Thursday, January 4, 2018

The Nutritional Value of Today’s Vegetables

By David Wall
Guest Columnist

I recently stumbled across an internet article regarding vegetable nutritional values and decided to surf for more information. The results were shocking to say the least. 

For 20 years or more, we’ve been told that vegetable and fruit nutritional values were going down.  Historical reasoning for the decline was thought to be due to the unending new varieties of vegetables. In fact, compared to the 1950s, vegetables and fruits are found to have considerably less nutrients in many areas such as proteins, calcium, iron and zinc.
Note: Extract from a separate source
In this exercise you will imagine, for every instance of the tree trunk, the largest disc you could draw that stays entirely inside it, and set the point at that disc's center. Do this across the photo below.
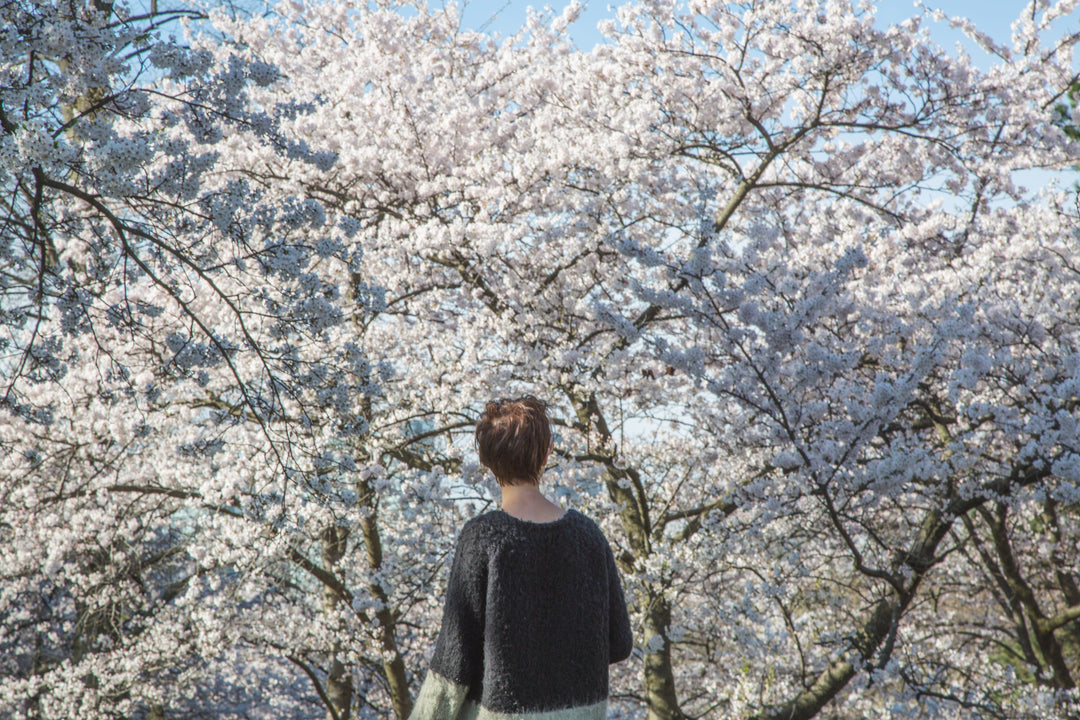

Today, in some instances, this is true, such as with a basic, unchanged purple potato in Peru that has nearly 30 times more chemicals to fight or protect against cancer than our modern russet potato.  Ancient corn had no more than 12 kernels that were difficult to extract and didn’t taste all that great.  But, those 12 kernels had more protein that today’s corn. We’ve rejected black, red, green and blue corn for the sweeter but less nutritional yellow corn. Plant breeders may spend ten or more years developing newer, sweeter vegetable cultivars without a single thought regarding their nutritional value.

Today, however, we’ve learned that rising CO2 values speed up photosynthesis. As fruits and vegetables grow faster, nutritional values drop while carbohydrates increase. Increased growth increases carbohydrates, such as simple sugars (glucose). The result, regrettably, is a sweeter taste, along with a marked decrease in nutrients such as calcium, vitamin A, proteins, iron, and zinc.  In other word, we get more sugar and less protein.

As global warming, climate change, or whatever one calls it continue to increase, the lessening nutritional value and increasing sugars will cause increasing health problems in countries with a largely plant diet. Lack of adequate protein, iron, vitamin A, and zinc means poorer health for mothers and infants.